Throughout Make Believe, the “Imaginary” (in Lacan’s senses of this term) takes precedence. In “Berkeley Island,” we are at the “mirror stage” — the point where an ego begins to recognize itself through a projection of (its own) otherness. The home is the site of the imaginary, being “at home” where relations between different egos issue from. In “Surveillance Says” (the second poem), I was thinking of the problems of the other’s gaze as a gaze of surveillance and interpellation — all of these ways of identifying and registering the “self” which Foucault originally historicized and the artist Haroun Farocki (whose videos the poem are directly responding to) has made much of his art about. “Children of Men” (the third poem) is a preliminary meditation on Alain Badiou’s philosophy, and specifically the term “grace” as it is used in Badiou’s book on St. Paul, The Foundation of Universalism. Looking back on the film Children of Men, the film seems a bit cheesy, and yet I dwell on its messianic tropes as they relate to the structure of social revolutions. I have been preoccupied by forms of messianism for a long time, so this poem channels some of that thinking. Aren’t all revolutionary moments moments of return to the imaginary, as if to say “this isn’t working,” or to ask “what if there were another image (of what we are) instead of this one?”
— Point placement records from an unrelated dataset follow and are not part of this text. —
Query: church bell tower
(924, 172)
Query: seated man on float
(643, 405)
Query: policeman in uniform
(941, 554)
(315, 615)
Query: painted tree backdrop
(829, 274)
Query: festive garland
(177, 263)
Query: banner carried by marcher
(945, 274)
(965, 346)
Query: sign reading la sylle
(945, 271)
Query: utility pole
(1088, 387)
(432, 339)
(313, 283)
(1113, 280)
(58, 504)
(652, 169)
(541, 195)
In Lacanian psychoanalysis the procession from the Imaginary to the Real leads to nothing less than a psychotic break from which subjectivity must be reconstituted, made-up again. The radical subject formation articulated by Badiou’s notion of Truth — by which the subject is subtracted from (revolutionary) events — is an idea I continue to come back to as a way of thinking through subjectivity non-representationally — as a process rather than a telos of social reality.

In “Unsalvageable in Auburn,” I began to think more radically about the lyrical line, and especially forms of caesura (movement within the line itself). All the poems of this section of the book, for me, are trying to get to this line that is constantly moving (yet interruptive and polyvocal) through a concatenated syntax and certain affective forms of address. This problem has been with me for some time since the composition of those poems in spring 2007. “Unsalvageable in Auburn” also starts to think about the problem of salvageability as an extension of community, activism and love. What happens when what we share is what is ruined, thus not always there for the sharing — occulted, destroyed, lost or displaced? This is a question I started to ask myself in the spring of 2007 that has informed my poetics ever since.
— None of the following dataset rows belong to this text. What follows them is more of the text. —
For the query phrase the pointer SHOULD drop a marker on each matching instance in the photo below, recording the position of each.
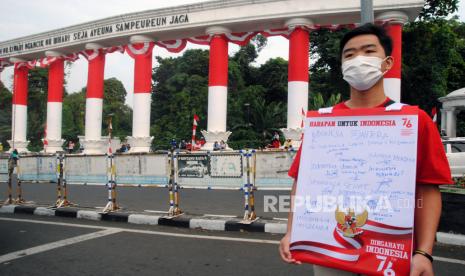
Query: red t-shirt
(432, 164)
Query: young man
(365, 54)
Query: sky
(27, 17)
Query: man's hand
(421, 266)
(284, 250)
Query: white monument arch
(215, 23)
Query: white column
(443, 119)
(298, 78)
(19, 107)
(392, 78)
(140, 49)
(54, 103)
(451, 123)
(93, 142)
(217, 89)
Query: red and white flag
(45, 136)
(194, 129)
(434, 114)
(110, 128)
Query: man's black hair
(365, 29)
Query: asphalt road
(193, 201)
(31, 245)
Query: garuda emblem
(350, 224)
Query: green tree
(74, 107)
(114, 106)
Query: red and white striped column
(298, 77)
(217, 88)
(19, 109)
(140, 50)
(392, 78)
(56, 74)
(93, 142)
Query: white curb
(8, 209)
(276, 228)
(453, 239)
(208, 224)
(143, 219)
(90, 215)
(42, 211)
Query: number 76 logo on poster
(406, 122)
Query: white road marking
(156, 211)
(145, 231)
(220, 216)
(54, 245)
(112, 230)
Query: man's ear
(389, 63)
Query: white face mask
(362, 72)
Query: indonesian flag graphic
(194, 129)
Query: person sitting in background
(222, 145)
(174, 145)
(123, 148)
(70, 146)
(216, 146)
(182, 145)
(275, 143)
(288, 144)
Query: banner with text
(355, 194)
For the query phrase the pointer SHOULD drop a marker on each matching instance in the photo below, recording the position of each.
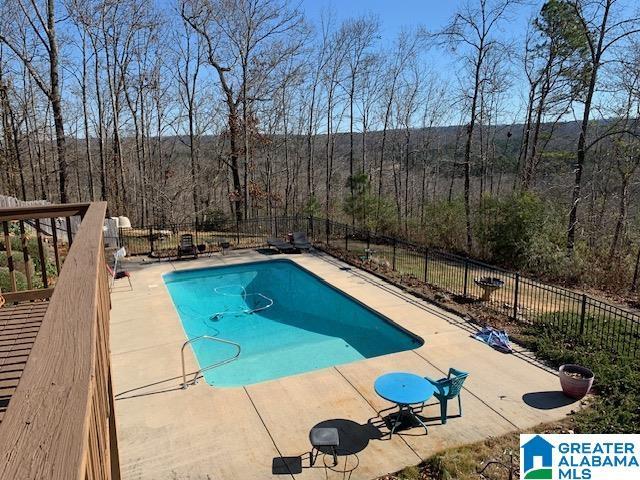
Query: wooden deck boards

The last poem of the book, “The Spirit of the Beehive,” is a meditation on Vince Erice’s film by the same name. In one of the opening scenes of the film we see an audience of children watching James Whale’s Frankenstein. Throughout the film, the protagonist — a girl of about 6 or 7 played by Isabel Telleria — continually hallucinates the Frankenstein monster. Eventually she meets with a Republican solider who has taken refuge in an abandoned stable near the girl’s house. She brings him food and comforts him. When the soldier disappears one day (he is presumably executed by the people of the girl’s town), the girl suffers a psychotic break. As in “Berkeley Island” and “Children of Men,” “The Spirit of the Beehive” envisions an allegory.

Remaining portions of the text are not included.